Me miró a través del espejo.
—Hay un coche intentando adelantarnos. Nos ha estado siguiendo durante un rato.
Mis ojos se dirigieron hacia atrás.
Fiel a sus palabras, un vehículo oscuro nos seguía de cerca.
Bufé.
Así que Aaron realmente había enviado un guardaespaldas tras de mí. Tanto hablar para nada.
Suspiré.
—Está bien. Probablemente sea solo uno de los hombres de mi marido —dije, las palabras saliendo antes de que me diera cuenta de lo que acababa de llamar a Aaron.
Marido.
Y maldita sea, si eso no se sentía bien.
Agarré mi teléfono, haciendo clic en el nombre de Aaron para enviarle un mensaje rápido.
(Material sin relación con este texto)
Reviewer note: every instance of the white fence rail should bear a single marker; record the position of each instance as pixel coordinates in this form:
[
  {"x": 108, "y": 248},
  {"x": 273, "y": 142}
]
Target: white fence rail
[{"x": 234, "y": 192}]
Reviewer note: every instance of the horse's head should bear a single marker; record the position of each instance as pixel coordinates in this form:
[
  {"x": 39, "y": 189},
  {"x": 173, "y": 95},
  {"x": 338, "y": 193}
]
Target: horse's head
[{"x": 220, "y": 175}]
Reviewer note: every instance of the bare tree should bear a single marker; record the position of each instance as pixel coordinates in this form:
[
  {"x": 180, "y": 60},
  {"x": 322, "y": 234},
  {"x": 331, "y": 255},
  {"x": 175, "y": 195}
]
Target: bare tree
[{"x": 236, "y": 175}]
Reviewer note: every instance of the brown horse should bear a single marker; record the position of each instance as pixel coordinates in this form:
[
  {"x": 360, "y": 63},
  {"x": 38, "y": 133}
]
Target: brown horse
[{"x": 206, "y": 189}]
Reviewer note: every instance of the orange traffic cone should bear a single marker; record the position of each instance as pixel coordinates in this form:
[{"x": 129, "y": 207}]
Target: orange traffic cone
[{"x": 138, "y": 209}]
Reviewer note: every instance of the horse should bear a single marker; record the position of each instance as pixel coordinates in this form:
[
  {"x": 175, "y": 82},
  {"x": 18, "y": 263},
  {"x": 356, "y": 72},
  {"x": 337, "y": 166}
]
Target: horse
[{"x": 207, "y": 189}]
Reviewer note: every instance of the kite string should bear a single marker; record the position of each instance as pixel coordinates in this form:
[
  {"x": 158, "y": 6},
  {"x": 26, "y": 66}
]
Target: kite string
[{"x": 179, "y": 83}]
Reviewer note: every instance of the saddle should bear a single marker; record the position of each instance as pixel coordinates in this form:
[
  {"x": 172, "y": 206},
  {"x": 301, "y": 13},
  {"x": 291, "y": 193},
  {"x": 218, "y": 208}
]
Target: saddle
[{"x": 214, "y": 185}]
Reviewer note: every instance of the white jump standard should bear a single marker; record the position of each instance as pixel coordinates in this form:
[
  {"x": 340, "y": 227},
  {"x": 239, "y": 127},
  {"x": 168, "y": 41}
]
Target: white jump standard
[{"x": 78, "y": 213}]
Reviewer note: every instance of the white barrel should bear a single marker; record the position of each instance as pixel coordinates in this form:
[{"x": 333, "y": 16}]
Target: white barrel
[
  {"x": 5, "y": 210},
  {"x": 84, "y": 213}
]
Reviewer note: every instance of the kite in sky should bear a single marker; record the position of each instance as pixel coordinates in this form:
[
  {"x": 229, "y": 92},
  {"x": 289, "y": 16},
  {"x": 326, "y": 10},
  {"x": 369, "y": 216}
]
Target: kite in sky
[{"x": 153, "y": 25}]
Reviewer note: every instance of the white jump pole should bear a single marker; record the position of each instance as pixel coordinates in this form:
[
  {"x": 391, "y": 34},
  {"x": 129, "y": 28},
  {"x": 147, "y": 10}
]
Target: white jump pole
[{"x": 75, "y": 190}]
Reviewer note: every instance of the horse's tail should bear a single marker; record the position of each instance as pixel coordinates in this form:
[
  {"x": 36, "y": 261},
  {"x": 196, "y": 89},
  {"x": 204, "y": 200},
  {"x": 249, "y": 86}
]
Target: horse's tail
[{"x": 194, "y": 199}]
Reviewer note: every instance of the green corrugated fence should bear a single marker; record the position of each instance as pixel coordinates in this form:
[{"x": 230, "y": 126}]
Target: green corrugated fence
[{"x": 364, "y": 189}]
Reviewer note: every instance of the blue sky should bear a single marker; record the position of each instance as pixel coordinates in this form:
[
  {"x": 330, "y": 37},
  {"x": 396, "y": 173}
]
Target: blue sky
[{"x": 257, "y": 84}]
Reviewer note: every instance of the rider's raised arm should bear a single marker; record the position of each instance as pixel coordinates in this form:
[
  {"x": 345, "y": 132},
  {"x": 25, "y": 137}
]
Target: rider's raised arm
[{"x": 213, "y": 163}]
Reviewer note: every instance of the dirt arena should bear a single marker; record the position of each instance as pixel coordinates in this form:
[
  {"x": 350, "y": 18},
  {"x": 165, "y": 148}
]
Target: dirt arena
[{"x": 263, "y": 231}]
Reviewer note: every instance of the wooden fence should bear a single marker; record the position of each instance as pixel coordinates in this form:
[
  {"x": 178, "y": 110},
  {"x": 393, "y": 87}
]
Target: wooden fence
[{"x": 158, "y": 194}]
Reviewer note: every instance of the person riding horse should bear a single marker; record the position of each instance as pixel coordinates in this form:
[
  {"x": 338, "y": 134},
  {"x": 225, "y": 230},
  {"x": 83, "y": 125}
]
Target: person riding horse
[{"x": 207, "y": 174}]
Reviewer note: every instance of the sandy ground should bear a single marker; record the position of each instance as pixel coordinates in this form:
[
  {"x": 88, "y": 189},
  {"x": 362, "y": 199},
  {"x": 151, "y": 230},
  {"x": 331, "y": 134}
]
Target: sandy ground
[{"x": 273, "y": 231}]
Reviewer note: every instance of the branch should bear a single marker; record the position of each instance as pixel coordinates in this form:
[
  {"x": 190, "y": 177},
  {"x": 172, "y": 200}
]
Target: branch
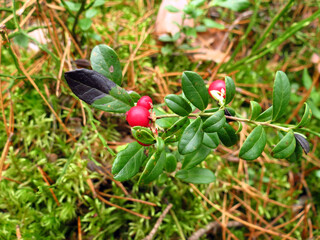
[
  {"x": 158, "y": 223},
  {"x": 213, "y": 226}
]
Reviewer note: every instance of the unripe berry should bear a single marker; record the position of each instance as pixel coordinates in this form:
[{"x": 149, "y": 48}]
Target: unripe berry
[
  {"x": 145, "y": 102},
  {"x": 138, "y": 116},
  {"x": 218, "y": 85}
]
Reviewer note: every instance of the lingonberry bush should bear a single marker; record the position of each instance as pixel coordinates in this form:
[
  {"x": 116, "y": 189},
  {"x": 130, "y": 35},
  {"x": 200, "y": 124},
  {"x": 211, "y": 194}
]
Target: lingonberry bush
[{"x": 190, "y": 131}]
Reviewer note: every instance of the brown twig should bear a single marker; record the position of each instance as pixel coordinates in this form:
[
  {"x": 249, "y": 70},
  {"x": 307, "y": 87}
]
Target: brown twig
[
  {"x": 158, "y": 223},
  {"x": 124, "y": 209},
  {"x": 214, "y": 227}
]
El conductor giró hacia una calle más tranquila que llevaba al restaurante.
«Pensé que estábamos de acuerdo. ¿Por qué enviaste al guardaespaldas tras de mí?»
Una respuesta llegó segundos después.
«Mío: ¿De qué estás hablando?»
Puse los ojos en blanco. ¿Ahora se hacía el tonto?
«Un coche. Nos ha estado siguiendo desde que salí de casa».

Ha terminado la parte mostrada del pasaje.